Men with high levels of cardiorespiratory fitness appear to have a lower incidence of lung or colon cancer, a new study has found.

Researchers from the University of Vermont examined cardiorespiratory fitness (CRF) in 13,949 middle-aged men between 1971 and 2009. CRF of each participant was assessed using an incremental treadmill test starting at a speed of 3.3 mph for 25 minutes, before increasing 0.3 mph per minute until volitional exhaustion.

Three cancer diagnoses - lung, colorectal, and prostate - were evaluated in the present report for men of this sample.

Researchers found that compared to men with lower levels of CRF, those with high levels had a lower risk of developing lung or colon cancer, and if they did, they were less likely to die from it.

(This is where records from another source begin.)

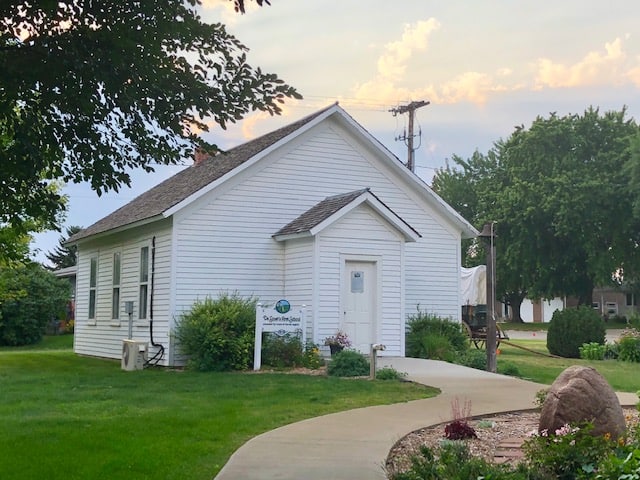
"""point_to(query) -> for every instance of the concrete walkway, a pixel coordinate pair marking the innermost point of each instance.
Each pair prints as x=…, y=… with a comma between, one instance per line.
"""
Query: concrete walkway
x=354, y=444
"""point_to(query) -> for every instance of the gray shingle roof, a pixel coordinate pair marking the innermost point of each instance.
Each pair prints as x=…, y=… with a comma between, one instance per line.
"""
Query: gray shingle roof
x=188, y=181
x=319, y=213
x=327, y=207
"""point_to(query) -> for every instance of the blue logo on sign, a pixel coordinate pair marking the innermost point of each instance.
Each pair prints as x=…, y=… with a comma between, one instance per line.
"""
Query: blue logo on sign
x=283, y=306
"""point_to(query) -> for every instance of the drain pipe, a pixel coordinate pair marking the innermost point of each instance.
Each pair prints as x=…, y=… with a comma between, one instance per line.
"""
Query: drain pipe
x=375, y=348
x=160, y=353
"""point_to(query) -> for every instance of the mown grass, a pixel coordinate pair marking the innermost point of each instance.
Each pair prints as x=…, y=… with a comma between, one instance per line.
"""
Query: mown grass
x=543, y=327
x=622, y=376
x=68, y=417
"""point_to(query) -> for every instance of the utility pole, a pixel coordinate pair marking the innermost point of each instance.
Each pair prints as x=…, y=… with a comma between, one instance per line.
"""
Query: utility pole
x=408, y=139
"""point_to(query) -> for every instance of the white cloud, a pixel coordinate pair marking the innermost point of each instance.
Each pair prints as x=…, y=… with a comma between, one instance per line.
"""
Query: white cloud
x=596, y=68
x=392, y=64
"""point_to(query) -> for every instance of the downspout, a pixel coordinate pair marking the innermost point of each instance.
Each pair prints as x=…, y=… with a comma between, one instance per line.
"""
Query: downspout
x=160, y=353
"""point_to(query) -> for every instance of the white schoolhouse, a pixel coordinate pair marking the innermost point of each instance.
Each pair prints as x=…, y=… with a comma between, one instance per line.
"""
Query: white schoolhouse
x=317, y=212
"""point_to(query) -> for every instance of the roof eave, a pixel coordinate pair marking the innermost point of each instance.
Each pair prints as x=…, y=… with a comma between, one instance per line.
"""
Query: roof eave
x=113, y=231
x=249, y=163
x=292, y=236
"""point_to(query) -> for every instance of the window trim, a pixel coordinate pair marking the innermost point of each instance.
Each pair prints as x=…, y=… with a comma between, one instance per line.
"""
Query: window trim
x=92, y=300
x=115, y=287
x=143, y=283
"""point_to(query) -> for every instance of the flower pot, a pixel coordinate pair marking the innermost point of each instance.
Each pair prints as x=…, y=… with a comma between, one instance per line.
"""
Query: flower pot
x=335, y=349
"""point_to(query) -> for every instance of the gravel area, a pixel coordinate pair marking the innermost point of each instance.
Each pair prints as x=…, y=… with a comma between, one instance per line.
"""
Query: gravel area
x=491, y=430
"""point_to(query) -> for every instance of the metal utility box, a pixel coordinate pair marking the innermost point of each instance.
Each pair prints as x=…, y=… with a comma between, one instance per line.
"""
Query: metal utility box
x=134, y=354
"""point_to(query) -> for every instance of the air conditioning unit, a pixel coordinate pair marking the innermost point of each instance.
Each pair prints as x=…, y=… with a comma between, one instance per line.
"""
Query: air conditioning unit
x=134, y=354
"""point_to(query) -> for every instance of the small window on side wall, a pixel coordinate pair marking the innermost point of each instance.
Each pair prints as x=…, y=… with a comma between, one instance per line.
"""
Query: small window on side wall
x=143, y=283
x=115, y=297
x=93, y=286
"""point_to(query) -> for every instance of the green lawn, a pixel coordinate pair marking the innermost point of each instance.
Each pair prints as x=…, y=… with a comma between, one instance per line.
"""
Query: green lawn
x=68, y=417
x=622, y=376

“This is important because more and more data is coming out that regular exercise is important to prevent cancer,” said Dr. Dale Shepard, an oncologist at Cleveland Clinic who did not take part in the study.

Since previous research has found sedentary lifestyles increase the risk of cancer, Shepard emphasized the importance of good heart health and recommended eating a heart-healthy diet, getting regular exercise, and maintaining a normal weight to decrease cancer risk.

“What that means is if you have a job where you sit all day long, we’re finding that even if you exercise for an hour or so afterward, you still have risk,” Shepard said. “So really, you have to think about both things - being active but not being inactive.”

The study was published online in JAMA Oncology.